More than 600 student athletes will benefit from the project, and it is expected to cost a total of $115 million, according to Rutgers Today

NJ Advance Media reported that the Rutgers Athletics Department had a $47.3 million deficit — the department’s largest — from 2016-17. 

In addition, last month The Daily Targum reported that Rutgers Athletics spent $99.2 million, overspending its 2017 operating budget by $2.3 million. 

Hobbs previously said that the University is demonstrating a commitment to the Big Ten Conference, the Targum reported. 

“We have to gain competitiveness now. With an expectation and some certainty around future stream of payments, you can model that financially where it allows us to make investments today that we’ll pay off in the future,” he said. 

The payments refer to when Rutgers will officially become a full-equity partner in Big Ten revenue shares in the 2020-21 season. 

As of right now, the University is focused on bringing a ray of new resources to student athletes that represent the school on a national stage. 

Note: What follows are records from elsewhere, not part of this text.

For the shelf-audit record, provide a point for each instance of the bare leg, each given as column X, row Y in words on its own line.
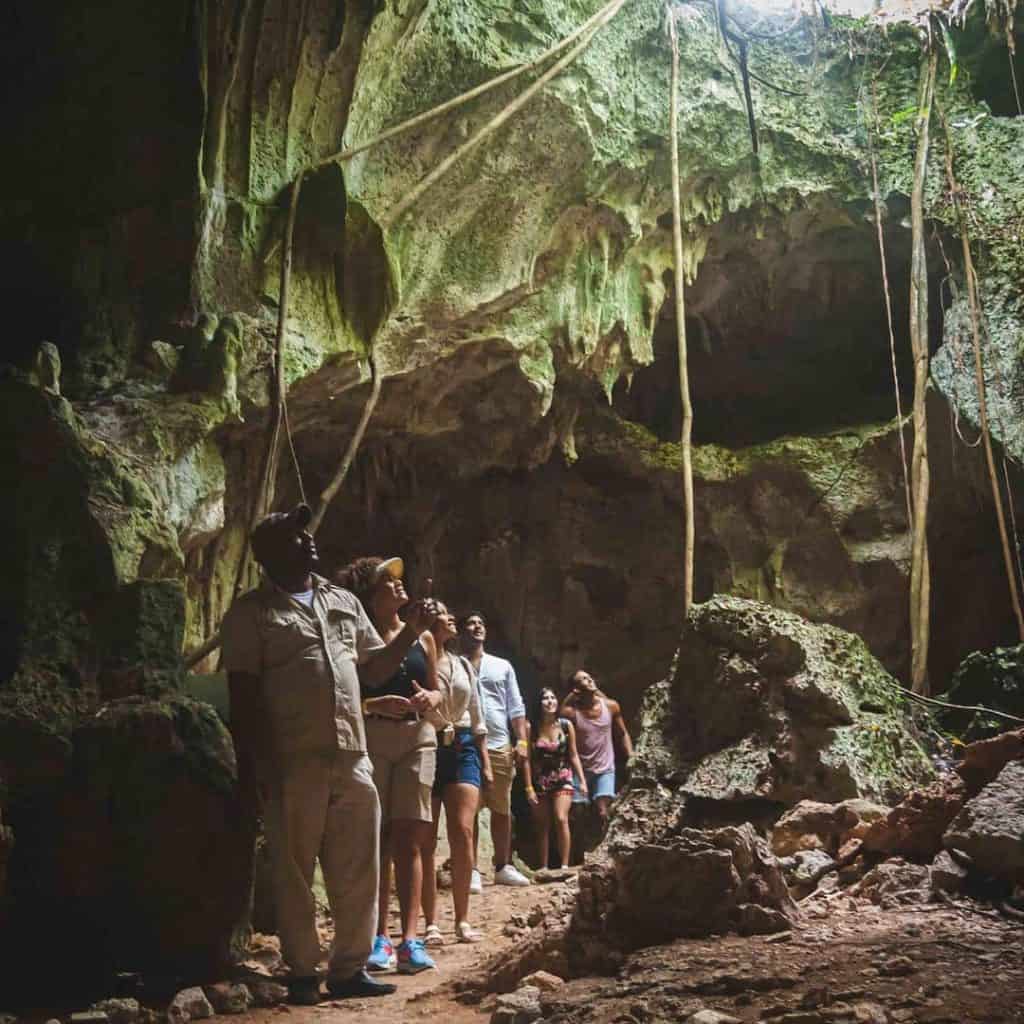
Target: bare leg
column 560, row 804
column 429, row 868
column 542, row 819
column 408, row 840
column 384, row 890
column 501, row 833
column 461, row 801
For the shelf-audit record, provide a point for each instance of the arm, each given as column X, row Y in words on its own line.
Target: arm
column 478, row 724
column 379, row 666
column 429, row 697
column 256, row 758
column 517, row 716
column 481, row 744
column 429, row 645
column 527, row 774
column 619, row 728
column 574, row 758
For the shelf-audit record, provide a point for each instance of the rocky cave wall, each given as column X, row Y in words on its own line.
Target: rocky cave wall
column 520, row 314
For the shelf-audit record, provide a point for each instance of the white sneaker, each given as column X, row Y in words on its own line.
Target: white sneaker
column 508, row 876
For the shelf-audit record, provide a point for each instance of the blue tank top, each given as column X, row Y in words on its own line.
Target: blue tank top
column 414, row 666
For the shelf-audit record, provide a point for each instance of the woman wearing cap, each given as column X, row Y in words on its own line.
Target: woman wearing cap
column 402, row 744
column 462, row 764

“Rutgers Athletics will be in a position to generate a positive cash flow for the University after we receive our full share of Big Ten revenues in 2021. Membership in the Big Ten brings numerous benefits for Rutgers students, faculty and researchers, including shared academic resources and research collaborations with our peer institutions in the Big Ten,'' said Karen Ayres Smith, a Rutgers spokesperson, in a statement to NJ Advance Media.